Based on these evaluation metrics, we can see that while the accuracy is relatively high, the F1 score is low, indicating that the model may not be performing well in terms of both precision and recall. Additionally, looking at the confusion matrix, we see a relatively high number of false negatives, which suggests that the model is not effectively identifying instances of not fully paid loans.

In conclusion, although the accuracy is decent, the F1 score and the imbalance in the confusion matrix suggest that the model's performance may not be satisfactory for predicting not fully paid loans accurately. Further investigation and potentially model improvement are warranted.

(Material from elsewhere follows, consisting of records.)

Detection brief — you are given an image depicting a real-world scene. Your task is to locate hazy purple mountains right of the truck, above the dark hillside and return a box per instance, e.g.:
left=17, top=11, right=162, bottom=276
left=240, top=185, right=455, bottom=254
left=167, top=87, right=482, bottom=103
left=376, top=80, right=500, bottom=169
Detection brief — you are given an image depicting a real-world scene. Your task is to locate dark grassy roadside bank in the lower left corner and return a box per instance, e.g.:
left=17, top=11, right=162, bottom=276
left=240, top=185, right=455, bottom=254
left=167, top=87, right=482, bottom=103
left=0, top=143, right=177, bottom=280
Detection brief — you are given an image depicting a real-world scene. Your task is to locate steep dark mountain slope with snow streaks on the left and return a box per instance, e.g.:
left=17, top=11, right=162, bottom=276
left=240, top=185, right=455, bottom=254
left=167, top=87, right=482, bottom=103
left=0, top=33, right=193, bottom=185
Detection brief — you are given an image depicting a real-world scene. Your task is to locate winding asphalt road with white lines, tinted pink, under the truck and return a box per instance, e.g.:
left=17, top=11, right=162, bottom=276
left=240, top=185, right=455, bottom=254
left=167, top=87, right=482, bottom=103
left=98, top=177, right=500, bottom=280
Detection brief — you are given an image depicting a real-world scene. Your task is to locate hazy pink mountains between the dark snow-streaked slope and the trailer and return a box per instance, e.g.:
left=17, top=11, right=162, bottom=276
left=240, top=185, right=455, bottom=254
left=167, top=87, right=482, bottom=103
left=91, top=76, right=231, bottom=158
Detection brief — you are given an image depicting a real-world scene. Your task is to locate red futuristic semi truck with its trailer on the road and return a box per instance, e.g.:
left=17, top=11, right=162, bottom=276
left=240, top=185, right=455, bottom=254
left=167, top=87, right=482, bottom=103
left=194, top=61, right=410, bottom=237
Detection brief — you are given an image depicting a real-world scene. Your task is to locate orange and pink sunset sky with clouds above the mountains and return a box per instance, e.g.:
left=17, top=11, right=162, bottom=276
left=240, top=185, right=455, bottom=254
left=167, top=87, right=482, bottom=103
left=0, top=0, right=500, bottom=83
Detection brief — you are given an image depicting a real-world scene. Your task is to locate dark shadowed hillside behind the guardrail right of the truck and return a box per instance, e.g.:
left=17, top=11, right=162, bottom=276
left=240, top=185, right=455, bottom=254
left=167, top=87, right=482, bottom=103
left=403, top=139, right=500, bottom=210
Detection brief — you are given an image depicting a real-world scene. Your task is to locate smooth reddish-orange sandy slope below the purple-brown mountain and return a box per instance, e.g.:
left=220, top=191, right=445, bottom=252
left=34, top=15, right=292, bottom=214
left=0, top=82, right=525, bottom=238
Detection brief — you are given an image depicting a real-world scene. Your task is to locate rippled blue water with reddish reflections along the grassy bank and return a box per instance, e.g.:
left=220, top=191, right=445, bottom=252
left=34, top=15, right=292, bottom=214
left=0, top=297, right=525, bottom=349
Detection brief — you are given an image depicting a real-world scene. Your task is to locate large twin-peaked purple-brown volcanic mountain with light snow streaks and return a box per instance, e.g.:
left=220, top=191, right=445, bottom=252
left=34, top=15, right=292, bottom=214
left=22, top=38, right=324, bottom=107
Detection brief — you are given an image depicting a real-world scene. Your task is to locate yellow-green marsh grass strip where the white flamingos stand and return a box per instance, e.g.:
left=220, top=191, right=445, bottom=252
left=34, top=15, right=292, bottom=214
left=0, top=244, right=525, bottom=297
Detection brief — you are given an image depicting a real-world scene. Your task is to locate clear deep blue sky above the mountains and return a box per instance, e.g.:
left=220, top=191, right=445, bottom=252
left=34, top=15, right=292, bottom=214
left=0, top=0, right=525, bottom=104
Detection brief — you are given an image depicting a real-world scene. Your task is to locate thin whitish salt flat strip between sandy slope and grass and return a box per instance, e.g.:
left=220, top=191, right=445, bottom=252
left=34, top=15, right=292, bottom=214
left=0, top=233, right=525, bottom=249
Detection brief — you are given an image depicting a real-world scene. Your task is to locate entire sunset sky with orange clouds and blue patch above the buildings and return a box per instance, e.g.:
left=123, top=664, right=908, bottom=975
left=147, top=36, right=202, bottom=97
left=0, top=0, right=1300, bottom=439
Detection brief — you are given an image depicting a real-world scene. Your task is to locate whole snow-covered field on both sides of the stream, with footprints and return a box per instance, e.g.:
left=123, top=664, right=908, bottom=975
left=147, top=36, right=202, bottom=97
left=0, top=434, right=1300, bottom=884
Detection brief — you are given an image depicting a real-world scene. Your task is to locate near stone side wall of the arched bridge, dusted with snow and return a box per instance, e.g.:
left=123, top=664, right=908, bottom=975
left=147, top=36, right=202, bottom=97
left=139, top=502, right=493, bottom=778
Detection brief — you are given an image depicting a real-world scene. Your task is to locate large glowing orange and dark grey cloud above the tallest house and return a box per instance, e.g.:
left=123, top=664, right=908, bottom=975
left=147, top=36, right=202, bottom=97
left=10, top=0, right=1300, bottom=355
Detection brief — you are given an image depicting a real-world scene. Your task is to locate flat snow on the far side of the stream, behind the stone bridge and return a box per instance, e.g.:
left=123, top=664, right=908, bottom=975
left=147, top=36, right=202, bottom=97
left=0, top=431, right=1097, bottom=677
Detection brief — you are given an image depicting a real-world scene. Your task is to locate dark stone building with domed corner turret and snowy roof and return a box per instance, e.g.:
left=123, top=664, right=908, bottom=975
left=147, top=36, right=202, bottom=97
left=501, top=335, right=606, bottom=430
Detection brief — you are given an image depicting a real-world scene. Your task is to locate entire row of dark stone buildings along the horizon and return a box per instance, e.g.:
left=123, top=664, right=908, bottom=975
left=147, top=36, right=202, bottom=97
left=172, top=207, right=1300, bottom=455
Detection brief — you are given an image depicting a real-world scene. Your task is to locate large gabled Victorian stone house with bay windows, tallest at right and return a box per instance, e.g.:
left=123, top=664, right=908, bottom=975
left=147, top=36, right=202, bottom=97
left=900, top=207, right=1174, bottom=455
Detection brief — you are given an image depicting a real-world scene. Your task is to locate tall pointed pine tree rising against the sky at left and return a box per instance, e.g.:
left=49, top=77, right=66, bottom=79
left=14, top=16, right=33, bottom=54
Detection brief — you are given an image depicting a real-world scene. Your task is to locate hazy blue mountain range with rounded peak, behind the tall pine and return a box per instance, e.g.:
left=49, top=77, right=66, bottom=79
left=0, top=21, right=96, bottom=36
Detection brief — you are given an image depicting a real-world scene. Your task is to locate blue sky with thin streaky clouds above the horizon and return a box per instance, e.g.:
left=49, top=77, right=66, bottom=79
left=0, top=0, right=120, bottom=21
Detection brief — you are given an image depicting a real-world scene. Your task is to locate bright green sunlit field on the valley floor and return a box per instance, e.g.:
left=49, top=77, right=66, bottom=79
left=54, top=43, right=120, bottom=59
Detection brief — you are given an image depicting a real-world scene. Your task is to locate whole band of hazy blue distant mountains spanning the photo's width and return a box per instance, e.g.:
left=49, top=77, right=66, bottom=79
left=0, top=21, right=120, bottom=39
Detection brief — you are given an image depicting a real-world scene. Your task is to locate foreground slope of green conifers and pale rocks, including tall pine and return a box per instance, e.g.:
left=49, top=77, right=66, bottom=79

In the analysis step, we interpret the results obtained from evaluating the model and provide insights into its performance. Here are some points to consider for the analysis:

    Accuracy:
        The accuracy score indicates the proportion of correctly classified instances out of the total instances. In this case, the model achieved an accuracy of approximately 82.03%. While this seems relatively high, it's important to consider the class distribution of the dataset. If the dataset is imbalanced (which we have not explicitly confirmed), accuracy alone may not be a reliable metric.

    F1 Score:
        The F1 score provides a balance between precision and recall. It considers both false positives and false negatives. A low F1 score suggests that the model's performance in terms of both precision and recall is not satisfactory. In this case, the F1 score is approximately 0.1315, indicating poor performance.

    Confusion Matrix:
        The confusion matrix provides detailed insights into the model's performance, showing the counts of true positives, true negatives, false positives, and false negatives.
        Analyzing the confusion matrix:
            The high number of false negatives (468) suggests that the model is failing to correctly identify instances of not fully paid loans, leading to a significant number of misclassifications.
            The relatively low number of true positives (43) further indicates the model's difficulty in correctly predicting instances of not fully paid loans.
            The presence of false positives (100) indicates instances where the model incorrectly predicts fully paid loans as not fully paid.

    Imbalance:
        If the dataset is imbalanced, it can affect the model's performance. We have not explicitly checked the balance of the dataset, so it's important to consider whether the observed performance metrics are influenced by class imbalance.

    Model Performance:
        Based on the evaluation metrics and the analysis of the confusion matrix, we can conclude that the model's performance is not satisfactory for predicting not fully paid loans accurately.
        The model exhibits a significant number of false negatives, indicating that it struggles to identify instances of not fully paid loans, which is crucial for the task at hand.

    Further Steps:
        Further investigation into the dataset, including feature engineering, handling imbalance (if present), and potentially trying other machine learning algorithms or improving the current model, may be necessary to enhance predictive performance.

In summary, while the model achieved a decent accuracy, the F1 score and analysis of the confusion matrix reveal weaknesses in its performance, particularly in correctly identifying instances of not fully paid loans. Further steps should be taken to improve the model's performance for this classification task.